Eliza Manningham-Buller, the former head of MI5, today dealt a huge blow to Gordon Brown’s plans to extend the detention of terrorist suspects to 42 days.
Making her first speech as a member of the House of Lords, the former security chief said the Government’s plans were wrong in principle and in practice.
She spoke as the Government’s controversial Counter-Terrorism Bill, narrowly approved by the Commons last month, reached the House of Lords.
The Bill would extend the period of time the police can hold terror suspects without charge to six weeks, up from the current limit of 28 days.
Ministers and some police chiefs say the new powers are needed to keep Britain safe from terrorist attack.

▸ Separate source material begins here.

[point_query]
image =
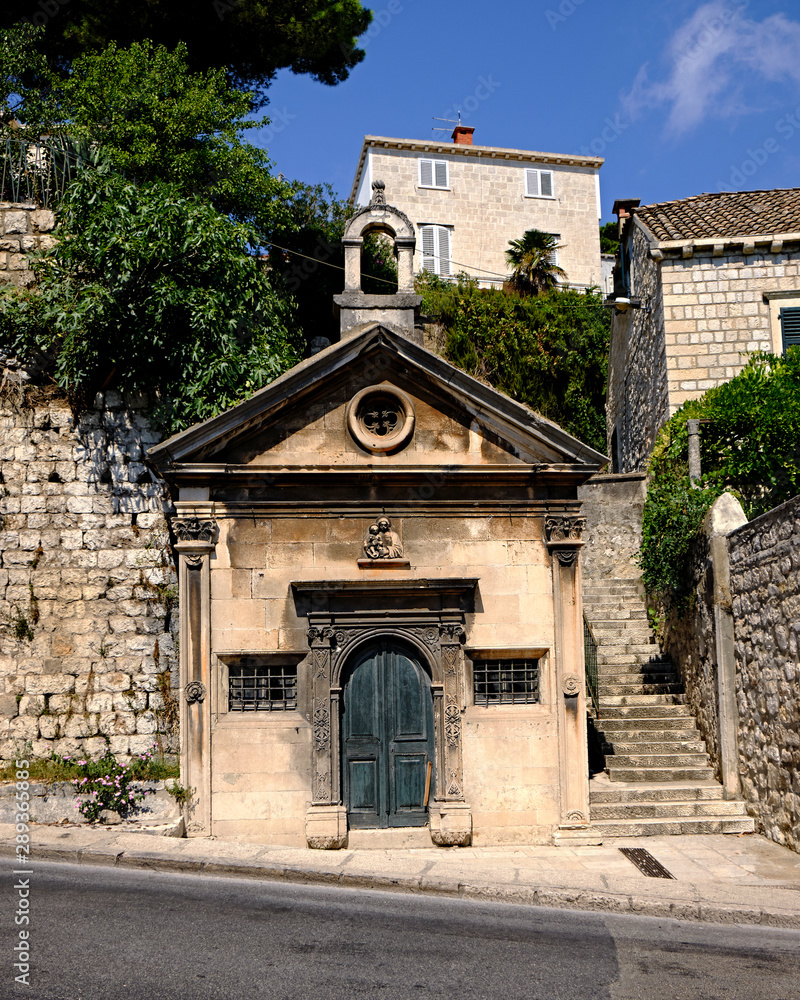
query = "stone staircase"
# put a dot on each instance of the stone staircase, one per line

But Baroness Manningham-Buller, who retired last year as director-general of the Security Service after a 35-year career in British intelligence, forcefully rejected that argument.

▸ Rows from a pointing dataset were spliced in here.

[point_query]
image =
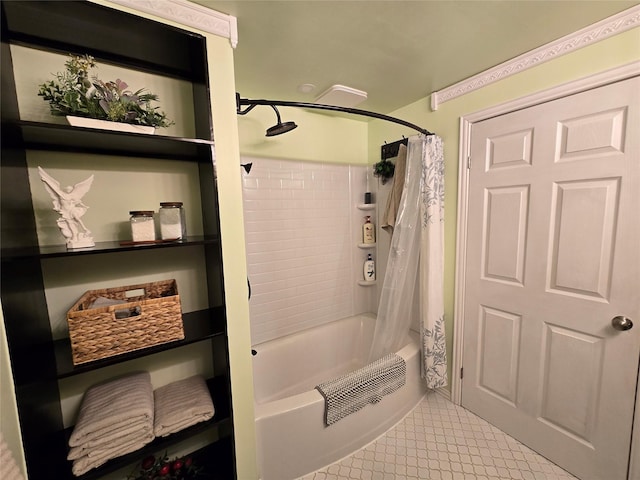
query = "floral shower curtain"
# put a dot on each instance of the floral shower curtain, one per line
(431, 270)
(412, 292)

“In deciding what I believe on these matters, I have weighed up the balance between the right to life, the most import civil liberty, the fact that there is no such thing as complete security and the importance of our hard won civil liberties,” she said. "And therefore on a matter of principle, I cannot support the 42-days pre-charge detention in this bill."

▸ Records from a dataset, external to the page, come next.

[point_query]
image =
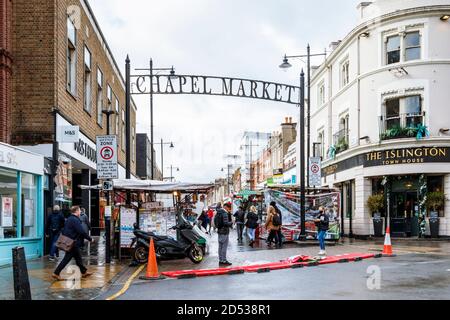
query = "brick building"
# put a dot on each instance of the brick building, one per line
(56, 69)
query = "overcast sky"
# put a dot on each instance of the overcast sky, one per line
(236, 38)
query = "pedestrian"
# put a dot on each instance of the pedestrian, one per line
(251, 224)
(211, 217)
(73, 229)
(279, 232)
(239, 215)
(55, 223)
(273, 223)
(223, 222)
(85, 224)
(323, 223)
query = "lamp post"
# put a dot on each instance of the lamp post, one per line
(172, 75)
(286, 65)
(171, 171)
(108, 114)
(162, 155)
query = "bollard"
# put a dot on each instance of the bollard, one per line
(22, 289)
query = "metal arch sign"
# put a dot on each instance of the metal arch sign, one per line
(216, 86)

She went on to say that measures in the bill giving MPs oversight of long detention cases would be likely to prejudice any trial of a suspect that followed.
She said: "I don't see on a practical basis, as well as a principled one, that these proposals are in any way workable."
David Davis, the former Tory shadow home secretary who resigned to campaign on civil liberties issues, seized on Baroness Mannnigham-Buller's comments.
He said: "This new law would actually harm the counter-terrorism effort rather than assisting it, and this demonstrates only too clearly that it is an action motivated by politics rather than the nation's security."
Lady Manningham-Buller is the latest in a string of high-profile figures from the security and legal establishment to come out against the 42-day plan, following former lord chancellor Lord Falconer, former attorney general Lord Goldsmith and Director of Public Prosecutions Sir Ken Macdonald.
But senior police chiefs including Sir Ian Blair, the Met Commissioner, and Peter Clarke, the former head of counter-terrorism at Scotland Yard, have said the new powers are needed.